A finales de la Edad Media en Europa se daba una creciente demanda de especias,
sedas, joyas y artículos suntuarios provenientes de la India y de la China, pero la ruta
terrestre a través de los territorios dominados por el hostil imperio otomano era en
extremo peligrosa. La ciudad de Bizancio, el último bastión cristiano en el medio
oriente, había caído en manos de los musulmanes en 1453, por lo que los comerciantes
europeos se vieron obligados a buscar rutas alternas por el mar, circunnavegando el
continente africano, o aventurándose en mar abierto con la esperanza –para muchos
absurda- de llegar a oriente navegando en dirección a occidente.
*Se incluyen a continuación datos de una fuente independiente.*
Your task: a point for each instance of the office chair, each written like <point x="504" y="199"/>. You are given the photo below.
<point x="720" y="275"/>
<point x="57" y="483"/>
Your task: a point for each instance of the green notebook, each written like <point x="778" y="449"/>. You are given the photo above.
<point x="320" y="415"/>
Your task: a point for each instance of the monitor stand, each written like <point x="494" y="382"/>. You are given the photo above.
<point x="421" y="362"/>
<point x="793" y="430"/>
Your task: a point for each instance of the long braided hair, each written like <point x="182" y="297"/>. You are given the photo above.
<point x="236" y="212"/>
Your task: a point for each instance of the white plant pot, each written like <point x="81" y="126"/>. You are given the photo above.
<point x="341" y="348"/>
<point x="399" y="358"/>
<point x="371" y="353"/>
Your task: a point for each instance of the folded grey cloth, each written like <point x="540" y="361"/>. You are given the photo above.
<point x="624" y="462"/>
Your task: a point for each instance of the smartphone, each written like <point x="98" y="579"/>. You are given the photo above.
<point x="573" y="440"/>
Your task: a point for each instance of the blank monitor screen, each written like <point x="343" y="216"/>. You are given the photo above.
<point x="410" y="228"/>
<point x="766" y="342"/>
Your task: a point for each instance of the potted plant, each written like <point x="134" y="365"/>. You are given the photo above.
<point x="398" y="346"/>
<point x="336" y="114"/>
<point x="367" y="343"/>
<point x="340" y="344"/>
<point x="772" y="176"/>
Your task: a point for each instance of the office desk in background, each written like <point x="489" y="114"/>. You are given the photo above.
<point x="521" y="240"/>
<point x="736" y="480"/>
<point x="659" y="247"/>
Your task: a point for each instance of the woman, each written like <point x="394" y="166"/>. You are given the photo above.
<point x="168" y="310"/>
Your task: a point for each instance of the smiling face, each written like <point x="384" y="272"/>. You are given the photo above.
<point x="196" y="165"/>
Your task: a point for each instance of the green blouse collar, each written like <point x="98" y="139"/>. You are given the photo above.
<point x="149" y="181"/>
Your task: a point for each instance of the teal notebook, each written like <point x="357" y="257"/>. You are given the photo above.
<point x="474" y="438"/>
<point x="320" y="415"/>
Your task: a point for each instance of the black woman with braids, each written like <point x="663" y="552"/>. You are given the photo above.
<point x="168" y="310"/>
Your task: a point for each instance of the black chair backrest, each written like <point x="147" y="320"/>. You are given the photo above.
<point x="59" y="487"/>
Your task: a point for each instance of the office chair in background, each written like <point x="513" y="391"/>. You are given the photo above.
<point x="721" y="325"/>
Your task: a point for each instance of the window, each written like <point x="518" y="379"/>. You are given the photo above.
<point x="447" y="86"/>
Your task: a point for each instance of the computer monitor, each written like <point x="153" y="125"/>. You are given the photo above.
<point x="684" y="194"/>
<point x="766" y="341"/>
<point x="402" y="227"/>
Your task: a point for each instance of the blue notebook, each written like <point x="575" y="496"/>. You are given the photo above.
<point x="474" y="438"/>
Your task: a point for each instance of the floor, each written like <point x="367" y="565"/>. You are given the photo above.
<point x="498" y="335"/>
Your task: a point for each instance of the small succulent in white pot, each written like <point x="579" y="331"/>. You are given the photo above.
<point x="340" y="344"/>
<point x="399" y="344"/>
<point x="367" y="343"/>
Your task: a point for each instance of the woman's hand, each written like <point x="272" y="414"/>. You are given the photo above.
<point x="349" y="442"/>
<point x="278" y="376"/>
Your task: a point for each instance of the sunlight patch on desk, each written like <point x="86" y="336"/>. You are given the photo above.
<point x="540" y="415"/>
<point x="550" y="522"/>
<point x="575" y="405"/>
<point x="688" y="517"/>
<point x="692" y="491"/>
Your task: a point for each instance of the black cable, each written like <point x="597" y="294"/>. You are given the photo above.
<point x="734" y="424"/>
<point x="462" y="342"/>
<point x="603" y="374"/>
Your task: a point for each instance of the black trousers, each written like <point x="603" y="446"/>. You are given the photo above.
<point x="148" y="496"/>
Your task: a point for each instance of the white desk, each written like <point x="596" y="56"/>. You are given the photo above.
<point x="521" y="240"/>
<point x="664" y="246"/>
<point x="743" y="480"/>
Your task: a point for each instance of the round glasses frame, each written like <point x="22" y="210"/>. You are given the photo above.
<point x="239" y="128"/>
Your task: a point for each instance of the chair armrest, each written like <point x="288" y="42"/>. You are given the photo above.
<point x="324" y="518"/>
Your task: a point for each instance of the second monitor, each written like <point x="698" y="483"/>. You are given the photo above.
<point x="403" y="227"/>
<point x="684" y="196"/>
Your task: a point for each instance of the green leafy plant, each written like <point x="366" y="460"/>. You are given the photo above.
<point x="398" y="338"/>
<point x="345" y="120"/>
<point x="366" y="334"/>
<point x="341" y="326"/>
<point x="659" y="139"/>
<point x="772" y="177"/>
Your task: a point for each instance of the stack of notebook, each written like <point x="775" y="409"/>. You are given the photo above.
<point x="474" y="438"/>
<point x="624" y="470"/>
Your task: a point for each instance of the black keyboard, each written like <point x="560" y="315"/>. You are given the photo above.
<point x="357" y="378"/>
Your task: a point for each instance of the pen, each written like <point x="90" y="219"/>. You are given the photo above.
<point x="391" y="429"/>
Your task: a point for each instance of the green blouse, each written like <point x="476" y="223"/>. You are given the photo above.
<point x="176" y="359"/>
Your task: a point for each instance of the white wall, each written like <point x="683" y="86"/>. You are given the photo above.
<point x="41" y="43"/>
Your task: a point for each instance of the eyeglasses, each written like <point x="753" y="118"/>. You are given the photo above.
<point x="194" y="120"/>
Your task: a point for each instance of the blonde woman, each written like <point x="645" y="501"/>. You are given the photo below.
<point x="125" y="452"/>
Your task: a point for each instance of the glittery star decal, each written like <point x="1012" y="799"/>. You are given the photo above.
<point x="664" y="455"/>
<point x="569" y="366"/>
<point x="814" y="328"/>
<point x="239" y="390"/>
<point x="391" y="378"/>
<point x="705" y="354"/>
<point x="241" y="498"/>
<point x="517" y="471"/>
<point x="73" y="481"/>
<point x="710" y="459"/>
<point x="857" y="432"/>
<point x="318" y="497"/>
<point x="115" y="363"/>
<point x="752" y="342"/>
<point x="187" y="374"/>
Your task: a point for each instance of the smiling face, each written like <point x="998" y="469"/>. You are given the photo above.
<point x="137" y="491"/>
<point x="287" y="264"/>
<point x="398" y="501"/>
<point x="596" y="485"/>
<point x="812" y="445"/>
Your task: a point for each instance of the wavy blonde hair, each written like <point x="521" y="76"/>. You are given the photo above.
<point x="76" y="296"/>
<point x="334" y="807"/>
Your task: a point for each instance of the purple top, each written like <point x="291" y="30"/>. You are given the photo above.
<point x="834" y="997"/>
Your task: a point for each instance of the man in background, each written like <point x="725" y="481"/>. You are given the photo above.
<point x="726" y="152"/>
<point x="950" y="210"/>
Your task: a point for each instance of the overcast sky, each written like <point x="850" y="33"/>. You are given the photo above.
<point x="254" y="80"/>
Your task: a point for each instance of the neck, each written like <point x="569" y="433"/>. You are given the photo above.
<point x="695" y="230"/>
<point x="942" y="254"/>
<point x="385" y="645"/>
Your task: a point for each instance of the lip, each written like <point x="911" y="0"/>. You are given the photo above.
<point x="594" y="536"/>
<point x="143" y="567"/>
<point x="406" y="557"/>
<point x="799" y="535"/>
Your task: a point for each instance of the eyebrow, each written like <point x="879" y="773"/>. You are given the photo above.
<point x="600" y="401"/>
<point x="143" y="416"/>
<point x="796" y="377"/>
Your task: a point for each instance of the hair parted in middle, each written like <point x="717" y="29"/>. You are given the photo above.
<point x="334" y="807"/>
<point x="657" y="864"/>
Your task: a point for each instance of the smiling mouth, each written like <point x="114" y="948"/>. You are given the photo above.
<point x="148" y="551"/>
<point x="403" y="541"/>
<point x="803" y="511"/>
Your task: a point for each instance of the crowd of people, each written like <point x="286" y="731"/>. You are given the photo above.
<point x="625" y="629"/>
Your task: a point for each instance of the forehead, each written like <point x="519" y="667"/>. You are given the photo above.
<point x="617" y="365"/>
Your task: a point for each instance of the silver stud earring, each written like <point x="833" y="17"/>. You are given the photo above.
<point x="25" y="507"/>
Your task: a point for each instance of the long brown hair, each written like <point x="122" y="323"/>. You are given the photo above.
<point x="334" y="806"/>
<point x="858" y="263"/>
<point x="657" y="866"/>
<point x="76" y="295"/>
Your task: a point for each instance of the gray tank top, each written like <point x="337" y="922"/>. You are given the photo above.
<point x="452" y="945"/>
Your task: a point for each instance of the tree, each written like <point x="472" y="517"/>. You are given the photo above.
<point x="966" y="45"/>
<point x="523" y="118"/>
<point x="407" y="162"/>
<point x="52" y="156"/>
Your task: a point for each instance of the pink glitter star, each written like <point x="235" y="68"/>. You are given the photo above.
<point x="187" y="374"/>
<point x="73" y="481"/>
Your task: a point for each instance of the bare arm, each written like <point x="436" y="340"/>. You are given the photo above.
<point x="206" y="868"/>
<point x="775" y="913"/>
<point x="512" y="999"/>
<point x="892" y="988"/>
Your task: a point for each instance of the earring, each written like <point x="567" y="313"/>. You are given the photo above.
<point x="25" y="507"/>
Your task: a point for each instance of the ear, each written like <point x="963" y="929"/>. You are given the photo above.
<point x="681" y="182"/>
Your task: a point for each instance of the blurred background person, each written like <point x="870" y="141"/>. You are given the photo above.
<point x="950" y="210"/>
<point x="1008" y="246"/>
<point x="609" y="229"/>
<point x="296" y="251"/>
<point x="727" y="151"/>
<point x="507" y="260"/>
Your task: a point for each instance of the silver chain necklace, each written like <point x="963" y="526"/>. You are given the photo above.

La redondez de la Tierra era un hecho bien establecido desde la época de oro de la
astronomía alejandrina, y no constituía una novedad para las personas cultas en la Edad
Media, aunque entre la población corriente prevaleciera la creencia de que el universo
tenía forma de cajón, a imagen y semejanza del Arca de la Alianza. Pero si bien la idea
de la esfericidad no era novedosa en sí, la magnitud del círculo terrestre, estimada
inicialmente por Eratóstenes de Cirene tres siglos antes de nuestra era, era bastante
dudosa, puesto que no se sabía a ciencia cierta a qué unidades correspondían los
estadios utilizados por el astrónomo alejandrino para expresar el valor que había
calculado, luego de observar que a mediodía en el solsticio de verano los rayos caen
perpendicularmente sobre la ciudad de Siena, hoy Asuán, mientras que a la misma hora
en Alejandría, situada unos ochocientos kilómetros al norte, los rayos del Sol hacen un
ángulo de unos siete grados respecto a la perpendicular. De acuerdo con lo anterior
Eratóstenes estimó que la distancia de Siena a Alejandría correspondía a un cincuentavo
de la circunferencia terrestre. Sin embargo el astrónomo, o sus exégetas, no dejaron en
claro si se trataba de estadios griegos o romanos. En uno de los casos el cálculo
coincidiría en un sorprendente 0.5% con el valor actualmente aceptado, mientras que en
el otro llegaría a un más comprensible 17%. Sin embargo los cálculos de Colón estaban
muy lejos de estos valores. Partiendo de sus propias interpretaciones de la información
disponible en la obra de Marco Polo, que sugería que las tierras de oriente se
prolongaban de manera considerable hacia occidente, y en los trabajos del geógrafo
clásico Marino de Tyro y del geógrafo italiano Paolo Toscanelli, el genovés calculó que
la isla de Cipango, el actual Japón, se encontraba muy cerca de donde finalmente topó
con tierra firme el 12 de octubre de 1492, y que las costas de China se encontraban a
escasas dos mil millas náuticas de Las Canarias.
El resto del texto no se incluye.